Update the list of computers allowed to delegate to the service logon account

POWERSHELL

$server1 = Get-AdComputer <enterprise search computer name>

#optional load any existing computers that already had delegation set
$server2 = Get-AdComputer <prior computer with delegation already set>
$server3 = Get-AdComputer <prior computer with delegation already set>

# if you have multiple servers, the syntax is below to update the delegation list on the service account to include all the computers
Set-AdUser <service logon account> --PrincipalsAllowedToDelegateToAccount @($server1, $server2, $server3)

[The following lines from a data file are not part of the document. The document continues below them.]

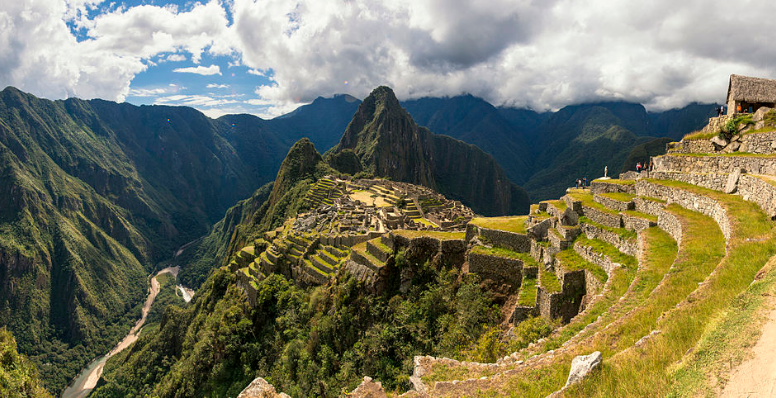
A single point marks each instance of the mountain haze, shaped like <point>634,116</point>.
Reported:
<point>389,144</point>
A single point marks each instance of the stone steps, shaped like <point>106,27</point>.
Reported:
<point>321,264</point>
<point>616,201</point>
<point>359,254</point>
<point>378,250</point>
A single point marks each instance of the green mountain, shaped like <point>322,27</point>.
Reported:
<point>388,143</point>
<point>100,192</point>
<point>579,142</point>
<point>18,376</point>
<point>542,151</point>
<point>473,120</point>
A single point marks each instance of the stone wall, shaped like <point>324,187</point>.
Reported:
<point>632,223</point>
<point>688,200</point>
<point>648,206</point>
<point>498,268</point>
<point>691,146</point>
<point>614,204</point>
<point>601,186</point>
<point>603,218</point>
<point>671,225</point>
<point>715,164</point>
<point>707,180</point>
<point>599,259</point>
<point>508,240</point>
<point>627,246</point>
<point>548,304</point>
<point>758,191</point>
<point>764,143</point>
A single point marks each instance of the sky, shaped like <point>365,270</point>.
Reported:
<point>267,57</point>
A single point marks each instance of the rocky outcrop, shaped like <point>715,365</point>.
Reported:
<point>582,366</point>
<point>388,143</point>
<point>259,388</point>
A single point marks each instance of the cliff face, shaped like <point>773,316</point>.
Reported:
<point>389,144</point>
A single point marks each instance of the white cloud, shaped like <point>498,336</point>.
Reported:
<point>175,58</point>
<point>200,70</point>
<point>542,55</point>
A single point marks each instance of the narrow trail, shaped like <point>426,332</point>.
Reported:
<point>756,377</point>
<point>88,378</point>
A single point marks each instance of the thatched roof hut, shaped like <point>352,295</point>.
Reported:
<point>753,92</point>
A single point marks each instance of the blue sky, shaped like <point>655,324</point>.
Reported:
<point>267,57</point>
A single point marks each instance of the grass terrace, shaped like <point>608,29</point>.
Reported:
<point>572,261</point>
<point>618,196</point>
<point>506,253</point>
<point>509,224</point>
<point>634,213</point>
<point>431,234</point>
<point>617,181</point>
<point>624,233</point>
<point>527,295</point>
<point>549,281</point>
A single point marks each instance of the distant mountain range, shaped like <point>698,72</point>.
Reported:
<point>96,193</point>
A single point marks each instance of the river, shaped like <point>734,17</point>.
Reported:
<point>88,378</point>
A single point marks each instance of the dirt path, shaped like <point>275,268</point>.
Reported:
<point>756,377</point>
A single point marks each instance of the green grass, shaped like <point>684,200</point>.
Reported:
<point>618,196</point>
<point>634,213</point>
<point>506,253</point>
<point>527,295</point>
<point>753,243</point>
<point>731,154</point>
<point>699,135</point>
<point>703,248</point>
<point>431,234</point>
<point>571,261</point>
<point>509,224</point>
<point>629,287</point>
<point>624,233</point>
<point>617,181</point>
<point>549,281</point>
<point>558,204</point>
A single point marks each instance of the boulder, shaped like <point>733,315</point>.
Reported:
<point>259,388</point>
<point>759,115</point>
<point>582,365</point>
<point>732,183</point>
<point>719,142</point>
<point>368,389</point>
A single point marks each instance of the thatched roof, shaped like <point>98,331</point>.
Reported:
<point>751,89</point>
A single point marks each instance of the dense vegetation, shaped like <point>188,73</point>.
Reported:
<point>18,377</point>
<point>318,341</point>
<point>388,143</point>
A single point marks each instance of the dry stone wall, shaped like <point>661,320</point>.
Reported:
<point>613,204</point>
<point>508,240</point>
<point>502,268</point>
<point>715,164</point>
<point>688,200</point>
<point>625,245</point>
<point>602,217</point>
<point>756,190</point>
<point>762,143</point>
<point>707,180</point>
<point>691,146</point>
<point>601,186</point>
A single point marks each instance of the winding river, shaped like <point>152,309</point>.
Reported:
<point>88,378</point>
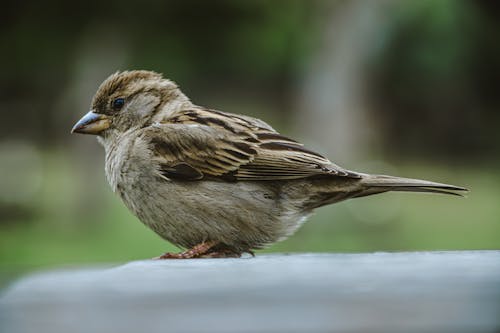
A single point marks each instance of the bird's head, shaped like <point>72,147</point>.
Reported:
<point>128,100</point>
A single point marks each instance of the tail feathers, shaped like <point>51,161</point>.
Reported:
<point>382,183</point>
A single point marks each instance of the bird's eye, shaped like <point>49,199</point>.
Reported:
<point>118,103</point>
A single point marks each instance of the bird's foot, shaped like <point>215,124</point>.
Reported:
<point>221,254</point>
<point>197,251</point>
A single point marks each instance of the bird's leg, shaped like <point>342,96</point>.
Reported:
<point>196,251</point>
<point>221,253</point>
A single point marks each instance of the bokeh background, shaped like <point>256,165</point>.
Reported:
<point>408,88</point>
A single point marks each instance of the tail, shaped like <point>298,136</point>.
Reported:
<point>373,184</point>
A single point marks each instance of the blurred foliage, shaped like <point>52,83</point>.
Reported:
<point>439,73</point>
<point>432,82</point>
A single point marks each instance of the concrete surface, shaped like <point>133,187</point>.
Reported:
<point>378,292</point>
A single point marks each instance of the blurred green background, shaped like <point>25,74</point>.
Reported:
<point>408,88</point>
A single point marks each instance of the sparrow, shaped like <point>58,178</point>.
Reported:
<point>215,184</point>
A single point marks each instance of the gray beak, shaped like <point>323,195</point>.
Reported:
<point>91,123</point>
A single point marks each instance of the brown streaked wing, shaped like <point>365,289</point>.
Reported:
<point>231,147</point>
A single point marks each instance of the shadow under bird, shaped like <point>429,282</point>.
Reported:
<point>216,184</point>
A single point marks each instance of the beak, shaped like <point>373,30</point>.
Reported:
<point>91,123</point>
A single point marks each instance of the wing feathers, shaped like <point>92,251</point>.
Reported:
<point>200,143</point>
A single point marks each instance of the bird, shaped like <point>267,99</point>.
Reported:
<point>215,184</point>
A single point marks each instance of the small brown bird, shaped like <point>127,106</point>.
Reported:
<point>214,183</point>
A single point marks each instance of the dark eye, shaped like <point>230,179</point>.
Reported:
<point>118,103</point>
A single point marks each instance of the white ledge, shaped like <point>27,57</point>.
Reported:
<point>374,292</point>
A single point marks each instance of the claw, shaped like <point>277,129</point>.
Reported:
<point>196,251</point>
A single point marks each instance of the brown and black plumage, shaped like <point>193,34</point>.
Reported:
<point>215,183</point>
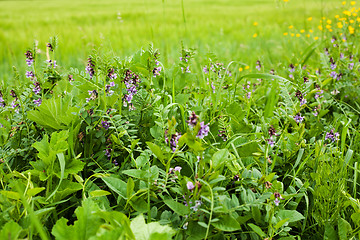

# if you only have the 1 server to add, the syntax can be simplified below.
Set-AdUser <service logon account> -PrincipalsAllowedToDelegateToAccount $server1

Part 2: Add your Azure Files as a File system source

In Shinydocs Control Center (either in quick-start or + Add source)
Under Add new source, select the File system option and click Next.
You can give your source a specific name if you wish.
Authentication: Leave the username and password fields blank. Shinydocs Pro will use the service account credentials that the Control Center service is running under (configured in Part 3, step 1)
Under Search Authentication Type, select Protected - Negotiate/Kerberos
Click Next
Enter the UNC path (\\storageaccount.file.core.windows.net\share format) you want to analyze. If you want to add multiple paths, you can click + Add to add an additional path or + Add multiple to add multiple paths at a time.
Click Start analysis to being analyzing your filesystem content!

Helpful tips

To remove an SPN, you can run the following commands:

CODE

setspn -d HTTP/<hostname> <domain>\<serviceAccount>
setspn -d HTTP/<fqdn> <domain>\<serviceAccount>

To remove a PrincipalsAllowedToDelegateToAccount value from an Azure storage account, rerun the Set-ADComputer command and exclude the value you wish to remove.

To remove all values from PrincipalsAllowedToDelegateToAccount, run:

CODE

Set-ADComputer <AzureStorageAccountName> -PrincipalsAllowedToDelegateToAccount $null

Kerberos logging can be enabled by editing the following registry key:

CODE

HKEY_LOCAL_MACHINE\SYSTEM\CurrentControlSet\Control\Lsa\Kerberos\Parameters
Registry Value: LogLevel
Value Type: REG_DWORD
Value Data: 0x1

The logging events will show in the System event log in the Windows event viewer. If the Parameters subkey does not exist, create it.

Ensure the SPNs have been replicated through the domain.

The service account requires interactive logon enabled (Group Policy dependent).